I tried four sigma combos. Small process noise (5,5) trusts the model more so the line is smoother but slower to react. Large process noise (50,50) basically passes the raw data through. Small sensor noise (sigma_z=5) snaps to every reading. Balanced (10,10,20) gave the best tradeoff so I went with that.

Figure: Four sigma configurations compared. Green (balanced) was chosen.

Implementation

The KF was added to my Lab 5 PID code using the BasicLinearAlgebra library. Predict runs every loop iteration (~1ms) but update only fires when the ToF has a new reading (~50-100ms); between readings the robot runs on the model alone. Which notably is the whole point of doing this.
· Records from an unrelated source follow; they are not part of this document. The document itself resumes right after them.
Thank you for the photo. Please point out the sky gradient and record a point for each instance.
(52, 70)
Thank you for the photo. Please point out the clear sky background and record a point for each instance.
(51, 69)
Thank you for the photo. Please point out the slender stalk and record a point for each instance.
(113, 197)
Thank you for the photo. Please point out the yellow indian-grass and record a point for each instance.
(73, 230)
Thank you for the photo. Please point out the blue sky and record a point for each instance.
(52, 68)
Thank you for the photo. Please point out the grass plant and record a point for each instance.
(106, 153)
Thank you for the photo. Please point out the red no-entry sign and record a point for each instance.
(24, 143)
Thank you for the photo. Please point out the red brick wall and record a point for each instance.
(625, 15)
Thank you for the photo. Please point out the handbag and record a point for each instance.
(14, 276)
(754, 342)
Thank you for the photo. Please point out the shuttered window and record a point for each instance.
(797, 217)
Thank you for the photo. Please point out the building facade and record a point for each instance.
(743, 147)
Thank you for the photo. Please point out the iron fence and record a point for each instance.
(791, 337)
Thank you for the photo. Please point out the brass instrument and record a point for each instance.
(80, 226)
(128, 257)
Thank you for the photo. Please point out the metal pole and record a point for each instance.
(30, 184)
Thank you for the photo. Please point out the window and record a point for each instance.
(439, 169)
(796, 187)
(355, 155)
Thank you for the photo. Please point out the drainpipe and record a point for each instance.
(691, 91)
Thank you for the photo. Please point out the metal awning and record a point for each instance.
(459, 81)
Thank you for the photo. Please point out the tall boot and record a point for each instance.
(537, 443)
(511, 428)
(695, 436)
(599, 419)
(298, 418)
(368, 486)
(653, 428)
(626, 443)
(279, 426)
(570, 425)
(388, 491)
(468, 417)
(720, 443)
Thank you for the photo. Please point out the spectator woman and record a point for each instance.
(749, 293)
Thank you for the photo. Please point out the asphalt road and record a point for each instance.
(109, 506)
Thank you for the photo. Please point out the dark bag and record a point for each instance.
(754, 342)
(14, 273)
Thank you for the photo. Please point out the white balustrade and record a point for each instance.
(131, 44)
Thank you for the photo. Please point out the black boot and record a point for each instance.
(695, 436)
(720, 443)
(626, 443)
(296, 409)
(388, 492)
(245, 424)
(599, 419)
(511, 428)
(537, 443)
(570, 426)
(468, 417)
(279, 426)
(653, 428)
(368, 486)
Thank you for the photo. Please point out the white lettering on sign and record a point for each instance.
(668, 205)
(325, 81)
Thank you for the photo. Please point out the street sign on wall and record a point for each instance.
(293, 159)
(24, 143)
void kf_predict(float u_normalized) {
    Matrix<1,1> u_mat = { u_normalized };
    mu = Ad * mu + Bd * u_mat;
    Sigma_state = Ad * Sigma_state * ~Ad + Sigma_u;
}

void kf_update(float tof_reading) {
    Matrix<1,1> y_mat = { tof_reading };
    Matrix<1,1> y_m = y_mat - C_mat * mu;
    Matrix<1,1> S = C_mat * Sigma_state * ~C_mat + Sigma_z_mat;
    Matrix<1,1> S_inv = { 1.0 / S(0,0) };
    Matrix<2,1> K = Sigma_state * ~C_mat * S_inv;
    mu = mu + K * y_m;
    Sigma_state = (I2 - K * C_mat) * Sigma_state;
}

Ad and Bd get recomputed each loop with actual dt so timing jitter doesn't mess things up. PID reads KF estimated distance instead of waiting for the next ToF reading.

// In main loop:
Ad(0,1) = dt_actual;
Ad(1,1) = 1.0 - dt_actual * kf_drag / kf_momentum;
Bd(1,0) = dt_actual / kf_momentum;

kf_predict(motor_pwm / kf_step_size);
if (tof_sensor.checkForDataReady()) {
    kf_update(tof_sensor.getDistance());
}
kf_distance = -mu(0,0);
motor_pwm = compute_pid(kf_distance);

Verification

I ran the KF at Lab 5 speed first to make sure it was working. The plot shows the KF line is smooth and continuous while the ToF dots are sparse. The filter fills in gaps between sensor readings correctly.

Stopping at 1 Foot

Video: Robot stopping 1ft from wall using KF + PID.

Figure: Final run showing ToF, KF distance, KF velocity, and PWM. Note the Raw ToF (blue) vs KF estimate (red) running on the Artemis.